The Two Faces of Tomorrow, by James P. Hogan

One of the few Science Fiction books that not only stood the test of time, but still considered my favourite in this genre. It’s astonishing that Hogan’s book published in 1979 on Artificial Intelligence is in my opinion one of the best AI books I’ve read. I am definitely an AI fanatic, and have been following scientific development in this field over the years, as slow as they have sometimes been. My interest on how the brain works and the different attempts at simulating neuro functions makes this a somewhat personal review.

The Two Faces of Tomorrow, is very well written with well-defined characters that have depth, but moreover the story which is centred on the birth of an AI was captivating to say the least. Hogan manages to provide an incredibly easy to follow transition of how an artificial intelligence may arise, from the moment a very complicated computer makes an autonomous decision, explaining the logic behind the decision. Not quite AI, but on the fringe, this computer creates an accident, not intentionally, but by choosing the best possible solution, it becomes clear that the next version of a more sophisticated computer may very well pass the threshold and become intelligent.

Great detail is provided on what is intelligence, and how human intelligence can be seen as different from artificial intelligence. Since substantial funding and much depends on the expected updated version of the computer. The people in the know, the antagonist to further development, in view of the risk, are fighting a loosing battle against the special interest entities, the army, as well as many who do not understand the existential risks of the first AI. Debates ensue on how to proceed, where reasonable people discuss the risks and ways of mitigating them, with the understanding that there is no going back.

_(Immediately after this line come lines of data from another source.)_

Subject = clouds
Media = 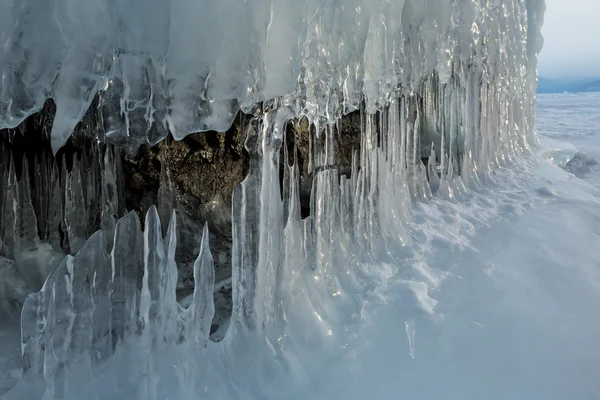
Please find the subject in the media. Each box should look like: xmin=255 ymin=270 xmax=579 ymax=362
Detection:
xmin=538 ymin=0 xmax=600 ymax=78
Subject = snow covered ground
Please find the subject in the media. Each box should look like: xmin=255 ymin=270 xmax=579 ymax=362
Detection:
xmin=1 ymin=93 xmax=599 ymax=399
xmin=292 ymin=93 xmax=600 ymax=400
xmin=298 ymin=92 xmax=600 ymax=399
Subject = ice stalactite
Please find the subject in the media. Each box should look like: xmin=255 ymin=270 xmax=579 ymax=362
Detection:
xmin=0 ymin=0 xmax=542 ymax=154
xmin=0 ymin=133 xmax=130 ymax=323
xmin=0 ymin=139 xmax=124 ymax=256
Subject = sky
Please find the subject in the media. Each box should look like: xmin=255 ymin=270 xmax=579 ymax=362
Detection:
xmin=537 ymin=0 xmax=600 ymax=78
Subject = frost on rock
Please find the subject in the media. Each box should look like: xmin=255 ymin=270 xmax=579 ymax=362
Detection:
xmin=0 ymin=0 xmax=545 ymax=398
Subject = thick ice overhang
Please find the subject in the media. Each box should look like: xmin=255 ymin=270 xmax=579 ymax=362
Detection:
xmin=0 ymin=0 xmax=545 ymax=153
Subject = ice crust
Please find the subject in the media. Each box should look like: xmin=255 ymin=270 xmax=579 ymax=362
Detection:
xmin=1 ymin=0 xmax=544 ymax=153
xmin=0 ymin=0 xmax=546 ymax=398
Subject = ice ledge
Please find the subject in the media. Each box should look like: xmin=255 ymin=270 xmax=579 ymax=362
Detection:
xmin=0 ymin=0 xmax=545 ymax=153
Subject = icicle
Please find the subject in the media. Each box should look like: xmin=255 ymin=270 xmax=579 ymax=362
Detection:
xmin=101 ymin=146 xmax=120 ymax=253
xmin=282 ymin=130 xmax=291 ymax=226
xmin=308 ymin=125 xmax=313 ymax=174
xmin=157 ymin=157 xmax=176 ymax=235
xmin=162 ymin=211 xmax=179 ymax=343
xmin=325 ymin=124 xmax=334 ymax=167
xmin=0 ymin=148 xmax=4 ymax=250
xmin=64 ymin=155 xmax=86 ymax=254
xmin=400 ymin=96 xmax=407 ymax=175
xmin=16 ymin=154 xmax=40 ymax=253
xmin=0 ymin=154 xmax=16 ymax=260
xmin=84 ymin=145 xmax=99 ymax=238
xmin=110 ymin=211 xmax=143 ymax=345
xmin=33 ymin=153 xmax=47 ymax=240
xmin=231 ymin=119 xmax=260 ymax=332
xmin=139 ymin=206 xmax=166 ymax=348
xmin=428 ymin=142 xmax=440 ymax=193
xmin=439 ymin=87 xmax=447 ymax=181
xmin=48 ymin=159 xmax=64 ymax=252
xmin=189 ymin=223 xmax=215 ymax=343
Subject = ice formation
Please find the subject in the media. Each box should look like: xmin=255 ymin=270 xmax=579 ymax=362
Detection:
xmin=0 ymin=0 xmax=545 ymax=398
xmin=1 ymin=0 xmax=544 ymax=152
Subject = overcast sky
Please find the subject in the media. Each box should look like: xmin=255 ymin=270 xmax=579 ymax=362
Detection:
xmin=537 ymin=0 xmax=600 ymax=78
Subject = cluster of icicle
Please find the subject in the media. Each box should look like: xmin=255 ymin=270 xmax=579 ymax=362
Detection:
xmin=0 ymin=0 xmax=544 ymax=154
xmin=0 ymin=139 xmax=126 ymax=320
xmin=0 ymin=0 xmax=546 ymax=397
xmin=5 ymin=72 xmax=538 ymax=400
xmin=0 ymin=141 xmax=124 ymax=260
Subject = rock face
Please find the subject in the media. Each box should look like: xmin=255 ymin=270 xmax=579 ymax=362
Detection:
xmin=0 ymin=96 xmax=364 ymax=340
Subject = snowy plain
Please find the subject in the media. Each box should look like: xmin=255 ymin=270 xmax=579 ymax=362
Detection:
xmin=1 ymin=93 xmax=600 ymax=399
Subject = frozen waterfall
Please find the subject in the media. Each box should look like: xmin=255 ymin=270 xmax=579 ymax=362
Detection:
xmin=0 ymin=0 xmax=546 ymax=399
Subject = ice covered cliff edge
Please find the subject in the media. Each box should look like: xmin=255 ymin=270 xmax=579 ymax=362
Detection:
xmin=1 ymin=0 xmax=544 ymax=152
xmin=0 ymin=0 xmax=546 ymax=399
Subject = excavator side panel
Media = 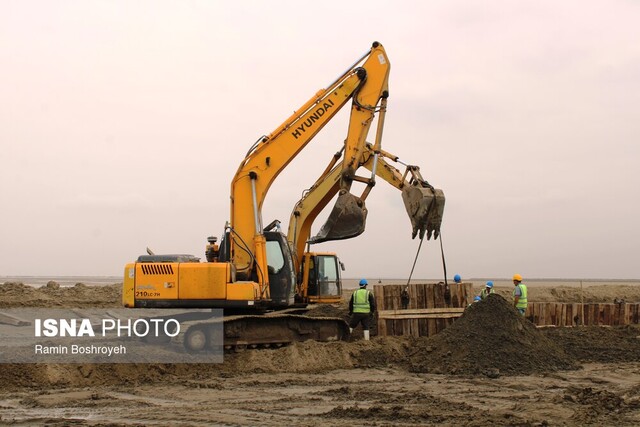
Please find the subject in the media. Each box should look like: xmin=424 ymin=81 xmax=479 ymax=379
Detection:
xmin=226 ymin=282 xmax=259 ymax=301
xmin=135 ymin=262 xmax=180 ymax=300
xmin=178 ymin=263 xmax=229 ymax=300
xmin=133 ymin=262 xmax=259 ymax=306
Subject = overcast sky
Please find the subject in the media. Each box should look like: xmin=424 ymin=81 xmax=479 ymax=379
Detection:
xmin=1 ymin=1 xmax=639 ymax=280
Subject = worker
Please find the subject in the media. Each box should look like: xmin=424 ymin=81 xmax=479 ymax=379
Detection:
xmin=454 ymin=274 xmax=462 ymax=284
xmin=400 ymin=286 xmax=410 ymax=309
xmin=349 ymin=279 xmax=377 ymax=341
xmin=481 ymin=281 xmax=495 ymax=300
xmin=468 ymin=295 xmax=481 ymax=307
xmin=512 ymin=274 xmax=528 ymax=316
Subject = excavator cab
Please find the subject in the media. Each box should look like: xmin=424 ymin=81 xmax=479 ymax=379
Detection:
xmin=215 ymin=230 xmax=297 ymax=308
xmin=299 ymin=252 xmax=342 ymax=304
xmin=263 ymin=231 xmax=297 ymax=307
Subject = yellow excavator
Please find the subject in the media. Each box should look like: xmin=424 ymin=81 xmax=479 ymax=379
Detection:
xmin=122 ymin=42 xmax=445 ymax=351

A middle ground is reached to experiment on this new highly advanced computer under a very, very secure environment. These well thought out test, and they certainly seemed so, we’re to be comprehensive and decisive in ascertaining the risks, under the worse case scenario. While all contingencies are covered by the experts, with unlimited funding to insure security and success, the demonstration begins. Starting smoothly as the first probing takes place, everything seems to go as planned, but then, as feared with intelligence that is non human, the computer starts reacting unexpectedly, catching all the experts by surprise.

The computer attains initial nominal intelligence, while things are going well, but when the probing by the scientists and experts intensifies, the AI starts fighting back. It very quickly turns into a Strong AI, with super intelligence, and what was originally a planned test of the computer becomes a crisis. Hogan very skilfully shows how a computer can outsmart even the most intelligent humans, with each move, the AI is ahead, until the experiment becomes a risk to all of humanity. Some very intense chapters, and a very creative ending.

This book ranks among the top five AI books I’ve read, and I’ve read them all. Very realistic, thought-provoking, and twists that will make you thankful this story is only fiction.